Growing up, dad, by his own admission was a workaholic and was not present for most of our growing up years. Not until I was in my 40’s did dad begin an annual ritual where he would take each of the kids out, one on one, for a birthday breakfast. At some point, the idea came to us that wouldn’t it be fun to take him out on his birthday…and the rest is history.
This whole birthday get together did not start until dad was in his 70’s.
There is definitely a life lesson there for me…it is never to late to reverse longstanding inter personal family life patterns. What it takes is a good dose of humility, and courage to be the first person to make a move. In my case, it was my dad who first moved out of his comfort zone. That’s not saying there wasn’t a fair amount of dead air those first several birthdays..we didn’t have a lot to talk about except work, which ended up being mostly what we talked about. 🙂
This morning’s breakfast was definitely the best one yet for me. The youngest one of my siblings is now well into her 40’s…most of our children have graduated high school…all except for one nephew.
I am the first-born, my oldest will turn 35 in a couple of weeks, so I am a few miles ahead of the rest of my siblings.

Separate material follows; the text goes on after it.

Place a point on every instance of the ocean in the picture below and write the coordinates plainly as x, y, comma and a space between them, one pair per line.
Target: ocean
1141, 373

One of the things I enjoy hearing is the parenting questions/ struggles of my siblings.
“Enjoy” is a relative word.
I coul write several dozen blog posts on those years that we navigated those teen through late 20’s years. I told someone recently, it was like being lost in the Amazon jungle for 15 years, not sure where we were most of the time, hacking my way through dense undergrowth, one challenge after another…until one day..we finally came into a clearing…
The whole parenting gig changed me. It broke me in some areas. I have a much more healthy concept of my role in their lives as adults.
I am their peer.
I work really hard at NOT putting pressure on any of their choices.
A controlling parent of an adult child is an ass.
He or she needs to learn how to back off.
I’ve always tried to see parenting as me trying to work myself out of a job.
Like the eagle that stirs the nest (ie. kicks their baby out of the nest so it is forced to learn to fly.)
So sitting around 4 other parents who are at different phases of the process is really quite interesting…;.
And there @ the end of the table sits my dad, who has had to walk through the same process with each of us.
He did bring up the time he found me asleep in the cab of the combine, after a night of partying this morning at breakfast. 🙂
I laughed. So did the rest of them.
” Some of us got caught, and some of us didn’t.” said my sister.